Catch a Glimpse of the Stone Age
On the bus ride in, we passed an incredibly white, mostly dried up river which had foggy looking humans lurking about its’ rocky bed. Inquiring about this to the only person I briefly met who spoke a tiny shred of English, I found out that this is where the locals pick natural Jade to buy and sell in the markets. Salivating at the photo-op, I found my way back to this river and to the market that sat along its’ dusty bank. It was filled almost entirely with men; men washing stones, men rubbing stones, men talking to stones, men trading stones, men transporting stones...in other words, men playing with stones. The only women that were there were the ones providing food to all the stoneheads, and since I knew more about dumplings than I did stones, I decided to take a seat with the ladies, front and center, and watch all the men getting stoned.

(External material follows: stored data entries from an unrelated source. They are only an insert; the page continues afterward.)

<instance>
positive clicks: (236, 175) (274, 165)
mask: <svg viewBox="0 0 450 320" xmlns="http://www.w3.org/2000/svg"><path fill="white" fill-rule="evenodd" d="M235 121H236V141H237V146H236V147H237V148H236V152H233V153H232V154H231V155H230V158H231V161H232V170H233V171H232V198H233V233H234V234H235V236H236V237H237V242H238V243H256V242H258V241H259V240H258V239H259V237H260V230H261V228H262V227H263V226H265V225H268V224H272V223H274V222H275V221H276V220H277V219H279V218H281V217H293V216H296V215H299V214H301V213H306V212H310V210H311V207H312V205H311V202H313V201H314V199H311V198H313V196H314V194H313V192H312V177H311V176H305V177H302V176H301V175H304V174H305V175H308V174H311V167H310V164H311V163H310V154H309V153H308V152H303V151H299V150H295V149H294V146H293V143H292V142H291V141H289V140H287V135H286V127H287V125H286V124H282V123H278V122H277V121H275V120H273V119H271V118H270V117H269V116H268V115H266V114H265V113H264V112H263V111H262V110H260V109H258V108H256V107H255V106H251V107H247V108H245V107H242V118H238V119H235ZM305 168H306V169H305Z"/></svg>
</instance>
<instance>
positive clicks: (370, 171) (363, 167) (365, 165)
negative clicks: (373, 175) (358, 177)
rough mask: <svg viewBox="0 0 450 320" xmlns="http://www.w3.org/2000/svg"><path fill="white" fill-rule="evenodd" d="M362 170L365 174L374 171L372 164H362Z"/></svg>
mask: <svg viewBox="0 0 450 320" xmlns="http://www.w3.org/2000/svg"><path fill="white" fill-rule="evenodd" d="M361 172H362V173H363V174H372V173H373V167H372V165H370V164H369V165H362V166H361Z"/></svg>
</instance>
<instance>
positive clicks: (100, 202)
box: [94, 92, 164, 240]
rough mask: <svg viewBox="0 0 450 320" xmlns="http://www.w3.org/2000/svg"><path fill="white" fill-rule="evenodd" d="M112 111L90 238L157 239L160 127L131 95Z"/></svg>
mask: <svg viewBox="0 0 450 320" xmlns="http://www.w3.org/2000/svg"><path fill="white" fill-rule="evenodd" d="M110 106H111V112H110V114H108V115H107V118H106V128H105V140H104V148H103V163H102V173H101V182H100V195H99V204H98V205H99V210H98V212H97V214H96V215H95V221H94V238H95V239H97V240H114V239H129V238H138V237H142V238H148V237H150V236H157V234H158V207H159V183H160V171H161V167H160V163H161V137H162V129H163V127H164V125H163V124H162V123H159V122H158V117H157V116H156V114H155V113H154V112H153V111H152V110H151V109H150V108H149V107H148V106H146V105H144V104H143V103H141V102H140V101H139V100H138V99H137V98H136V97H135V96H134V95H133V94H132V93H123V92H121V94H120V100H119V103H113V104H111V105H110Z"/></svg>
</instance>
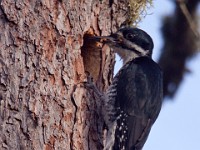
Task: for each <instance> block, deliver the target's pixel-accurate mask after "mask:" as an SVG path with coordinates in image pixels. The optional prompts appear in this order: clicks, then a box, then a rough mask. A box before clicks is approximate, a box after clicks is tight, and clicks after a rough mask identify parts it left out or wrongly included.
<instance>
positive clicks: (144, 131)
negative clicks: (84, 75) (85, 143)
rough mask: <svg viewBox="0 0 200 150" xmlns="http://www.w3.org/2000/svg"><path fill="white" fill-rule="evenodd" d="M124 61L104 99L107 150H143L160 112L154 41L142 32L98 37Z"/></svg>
mask: <svg viewBox="0 0 200 150" xmlns="http://www.w3.org/2000/svg"><path fill="white" fill-rule="evenodd" d="M93 38H94V39H95V40H97V41H99V42H102V43H104V44H107V45H108V46H110V48H111V49H113V50H114V52H116V53H117V54H118V55H119V56H120V57H121V58H122V60H123V66H122V68H121V69H120V70H119V72H118V73H117V74H116V76H115V77H114V79H113V81H112V84H111V85H110V86H109V88H108V90H107V92H106V94H105V99H104V107H103V108H104V109H103V114H104V120H105V123H106V125H107V129H108V131H107V135H106V141H105V148H104V150H141V149H142V147H143V146H144V144H145V142H146V140H147V137H148V135H149V132H150V130H151V127H152V125H153V123H154V122H155V120H156V119H157V117H158V114H159V112H160V110H161V104H162V96H163V85H162V82H163V81H162V71H161V69H160V68H159V66H158V65H157V64H156V63H155V62H154V61H153V60H152V51H153V41H152V38H151V37H150V36H149V35H148V34H147V33H146V32H144V31H143V30H141V29H138V28H127V27H126V28H122V29H120V30H119V31H117V32H116V33H114V34H112V35H111V36H96V37H93Z"/></svg>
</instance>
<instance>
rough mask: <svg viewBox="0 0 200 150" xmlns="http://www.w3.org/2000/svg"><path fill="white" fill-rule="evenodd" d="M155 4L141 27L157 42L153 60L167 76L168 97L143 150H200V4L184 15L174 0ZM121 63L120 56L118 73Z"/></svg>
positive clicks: (179, 6)
mask: <svg viewBox="0 0 200 150" xmlns="http://www.w3.org/2000/svg"><path fill="white" fill-rule="evenodd" d="M153 2H154V3H153V7H150V8H149V9H147V12H146V15H145V17H144V18H142V22H140V23H139V25H138V27H139V28H141V29H143V30H144V31H146V32H147V33H148V34H149V35H150V36H151V37H152V38H153V40H154V53H153V59H154V60H155V61H156V62H158V63H159V65H160V66H161V68H162V69H163V70H164V73H165V77H164V86H165V87H164V88H165V89H164V90H165V98H164V102H163V107H162V110H161V113H160V115H159V117H158V119H157V121H156V123H155V124H154V126H153V128H152V130H151V133H150V135H149V138H148V140H147V142H146V144H145V146H144V149H143V150H200V53H199V52H200V48H199V45H200V44H199V43H200V41H199V37H198V33H199V32H200V26H199V25H198V23H197V21H198V20H200V17H198V16H200V3H199V0H196V1H195V0H190V1H188V4H187V3H186V4H187V5H185V6H186V7H187V9H186V14H183V11H184V8H185V7H184V5H182V6H180V5H179V4H178V3H175V2H174V1H172V0H162V1H161V0H154V1H153ZM189 2H190V3H189ZM184 4H185V3H184ZM187 10H188V11H189V15H191V16H189V17H192V18H191V19H192V22H190V23H191V24H189V23H188V20H187V19H188V18H187V17H188V16H185V15H187ZM197 15H198V16H197ZM186 18H187V19H186ZM194 18H195V19H194ZM189 19H190V18H189ZM190 21H191V20H190ZM199 24H200V22H199ZM193 25H196V28H195V27H194V28H193ZM197 26H198V27H197ZM197 41H199V42H197ZM195 42H196V43H195ZM195 44H197V45H195ZM121 63H122V62H121V61H120V59H119V57H118V56H117V57H116V65H115V73H116V72H117V71H118V70H119V68H120V66H121Z"/></svg>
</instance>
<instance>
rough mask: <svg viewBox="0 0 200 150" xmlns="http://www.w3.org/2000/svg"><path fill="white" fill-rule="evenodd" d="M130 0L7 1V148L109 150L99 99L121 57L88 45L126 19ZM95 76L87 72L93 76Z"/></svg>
mask: <svg viewBox="0 0 200 150" xmlns="http://www.w3.org/2000/svg"><path fill="white" fill-rule="evenodd" d="M127 8H128V4H127V2H126V0H122V1H120V2H118V1H103V2H102V1H100V0H86V1H83V0H58V1H57V0H55V1H48V0H46V1H38V0H37V1H36V0H30V1H25V0H18V1H6V0H1V1H0V14H1V18H0V149H1V150H4V149H8V150H22V149H26V150H28V149H35V150H43V149H46V150H50V149H59V150H60V149H63V150H74V149H75V150H82V149H84V150H87V149H91V150H96V149H98V150H99V149H102V146H103V145H102V143H103V137H102V136H101V135H102V126H103V121H102V118H101V115H100V114H99V109H98V103H97V102H96V101H98V97H97V96H95V94H94V93H93V92H92V90H88V89H87V88H85V86H84V82H86V81H87V76H88V73H89V76H92V77H93V79H94V82H95V83H96V84H97V85H98V87H99V88H100V89H101V90H102V91H103V90H105V88H106V87H107V86H108V85H109V84H110V81H111V78H112V72H113V64H114V59H113V58H114V55H113V54H112V53H111V52H110V50H109V49H108V48H107V47H104V49H103V50H102V51H101V50H98V49H95V45H94V47H92V46H90V45H92V43H86V42H85V41H84V35H85V34H95V35H109V34H110V33H111V32H113V31H116V29H117V28H118V27H119V26H120V25H121V23H122V22H124V20H125V19H126V16H125V15H124V14H126V11H127ZM86 72H87V74H86Z"/></svg>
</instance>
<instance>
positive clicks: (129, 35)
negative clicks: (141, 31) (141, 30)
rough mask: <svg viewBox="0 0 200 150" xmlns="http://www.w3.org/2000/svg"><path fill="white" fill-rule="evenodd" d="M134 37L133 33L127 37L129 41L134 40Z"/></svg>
mask: <svg viewBox="0 0 200 150" xmlns="http://www.w3.org/2000/svg"><path fill="white" fill-rule="evenodd" d="M133 37H134V35H133V34H131V33H128V34H127V35H126V39H128V40H130V39H133Z"/></svg>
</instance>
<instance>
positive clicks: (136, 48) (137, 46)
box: [123, 38, 149, 56]
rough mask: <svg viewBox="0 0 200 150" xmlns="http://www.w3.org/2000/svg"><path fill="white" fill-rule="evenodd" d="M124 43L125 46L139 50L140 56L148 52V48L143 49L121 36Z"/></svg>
mask: <svg viewBox="0 0 200 150" xmlns="http://www.w3.org/2000/svg"><path fill="white" fill-rule="evenodd" d="M123 41H124V43H126V45H127V47H128V48H130V49H132V48H133V49H135V50H136V51H138V52H140V53H141V55H140V56H146V55H147V54H148V53H149V50H144V49H143V48H141V47H140V46H138V45H136V44H135V43H132V42H130V41H128V40H126V39H124V38H123Z"/></svg>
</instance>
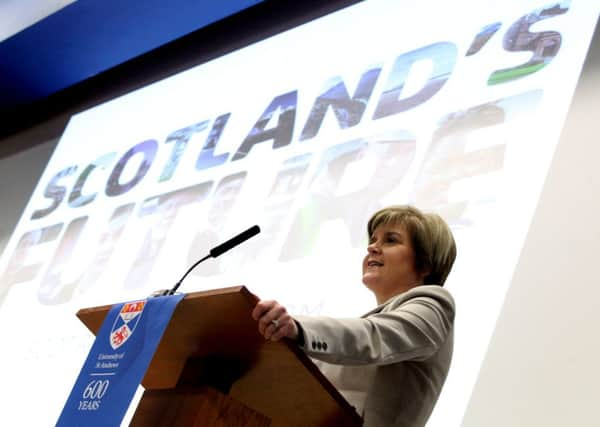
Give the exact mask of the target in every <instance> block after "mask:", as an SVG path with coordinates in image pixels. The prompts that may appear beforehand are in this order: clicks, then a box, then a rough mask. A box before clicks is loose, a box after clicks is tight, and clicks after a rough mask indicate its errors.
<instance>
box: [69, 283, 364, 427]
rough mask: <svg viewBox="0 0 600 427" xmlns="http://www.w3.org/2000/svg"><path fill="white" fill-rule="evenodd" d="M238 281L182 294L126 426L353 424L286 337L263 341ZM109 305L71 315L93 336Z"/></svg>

After leaving the market, and over the next day that I was in town, I saw many stone gatherings on the streets. The same ritual seemed to occur every time: men hanging out, men hanging out with stones, men using stones as a way to hang out, men are stuck in the stone ages.

Become a Bus Driving Assistant
It’s not what you see, it’s how you get there. Or don't get there for that matter. On my first day in Hotan I had secured local lodging, made it to the white jade river, the city park, the outdoor market and the town square. For my second day, I had written down that I wanted to see the silk factory and the winery. The silk factory made sense since I was following the ancient silk road, but an Uyghur winery located in remote western China was a far, and probably very wrong, stretch of the imagination.
Traveling without a guidebook or any useful foreign language skills in places like this, I had managed to get the same guy who spoke a shred of English to write down the very simple description of silk house and wine house in Mandarin. Written characters gets you everywhere in China, but not so much in Uyghur-ville, where they read according to a modified Arabic alphabet. Mandarin is the minority language in Hotan and English is non-existent. But I had my translated piece of paper, so I started waving it about town, until I stumbled upon a bus driver who wanted to make me Second in Command. That’s right, Co-captain of local Uyghur Bus #4.
How should I describe this experience? Well, it was kind of like being a child and getting invited into the cockpit to sit with the captain and steer the plane for a minute. While I didn’t quite steer the bus while sitting on the driver’s lap, I did get to sit up front on the consul next to him and press the button that opens and closes the doors. And while we never did figure out the location of the silk factory or the winery (not that I would have understood anything there anyway), I was having so much fun on the bus that I took two entire city loops as Second in Command.

Lost in the Double Translation
As I mentioned, Mandarin is the minority language in Hotan and English is non-existent. It’s really fun if you can find a Chinese person, like I did, who can translate something from English into Chinese characters. Then you take that to an Uyghur person who then takes that back to a Chinese person for translation and then reports to you in a language you don’t understand anyway. It’s like a good game of telephone.